Nuclear’s Economic Advantages
Nuclear electricity will also be substantially cheaper. Admittedly, China’s new Generation II reactors have a construction cost of perhaps $2600 per kilowatt; additional financing costs might bring that up to $3500 per kilowatt—more than the $1500 per kilowatt price of current wind and solar installations and $2400 per kilowatt of offshore wind turbines. But nuclear’s greater productivity still makes it economically more attractive. At those prices, 40 GW of nuclear costs $140 billion to build—one third less than the $214 billion price tag for 140 GW of wind and solar, which won’t produce as much electricity. Turbines and panels have lower operating and maintenance costs, but there are many more gigawatts to operate and maintain.
The wholesale grid price of nuclear electricity, set at 0.43 yuan (U.S. $0.07), is therefore considerably cheaper than wind-generated electricity at 0.51-0.61 yuan ($0.08-0.10) and solar electricity at 0.75 to 1.15 yuan ($0.12-$0.18). That doesn’t count the systemic grid costs of stringing power lines from steppes, deserts, and oceans and balancing chaotic surges and slumps of wind and solar power. Those system costs are a big reason Chinese transmission managers are reluctant to bring wind onto the grid, even with a new renewable portfolio standard.
Investment return is another key economic difference between nuclear and renewables.
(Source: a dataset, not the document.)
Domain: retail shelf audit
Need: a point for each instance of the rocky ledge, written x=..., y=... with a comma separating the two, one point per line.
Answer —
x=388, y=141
High wholesale prices are locked in for a couple of decades to recoup construction costs, but once the mortgages are paid off generators can sell their power cheaply. But while nuclear plants rated to last sixty years or more will inhabit that low-cost regime for many decades, wind and solar generators will wear out more quickly, in twenty to thirty years. Indeed, none of the wind turbines and photovoltaic panels installed to meet 2020 targets will be around to help meet 2050 targets. That makes nuclear a much better investment for China.
Hydroelectric power is still the 800-pound gorilla of Chinese renewables, set to grow to 430 GW by 2020. It’s slightly cheaper than nuclear and fairly reliable on a seasonal basis despite 40 percent capacity factors. But it has large social and environmental drawbacks—the Three Gorges dam displaced 1.5 million people and flooded hundreds of square kilometers—and geographical limitations that inhibit its implementation.
So if China’s energy supply is to be comprehensively decarbonized, the burden will fall to wind, solar, and nuclear. Government plans will ultimately determine which technology takes the lead, but nuclear’s cost, convenience, and reliability advantages make it a strong contender. Those advantages may increase as China develops its own versions of Western Generation-III reactors.
The Chinese have avoided the delays and cost overruns that plague Western nuclear projects; economies of scale from mass deployment may further drive down costs, making it even harder for renewables to compete. And China is avidly pursuing advanced Generation IV technologies—pebble-bed reactors, fast breeder reactors, thorium reactors—that may yield safety and cost breakthroughs.
Safety concerns are, of course, a persistent concern: the Chinese nuclear rollout slowed markedly after the Fukushima accident, and some proposed nuclear installations have drawn public protest. But deepening environmental crises may change Chinese perspectives on nuclear risks. China’s coal-burning power plants are a primary contributor to its famously lethal air pollution, which kills tens of thousands of people every year, a toll far worse than that from any nuclear accident. Judging by its current performance, nuclear power can replace coal faster and more cheaply than wind and solar can—and that could make nuclear the safest option of all.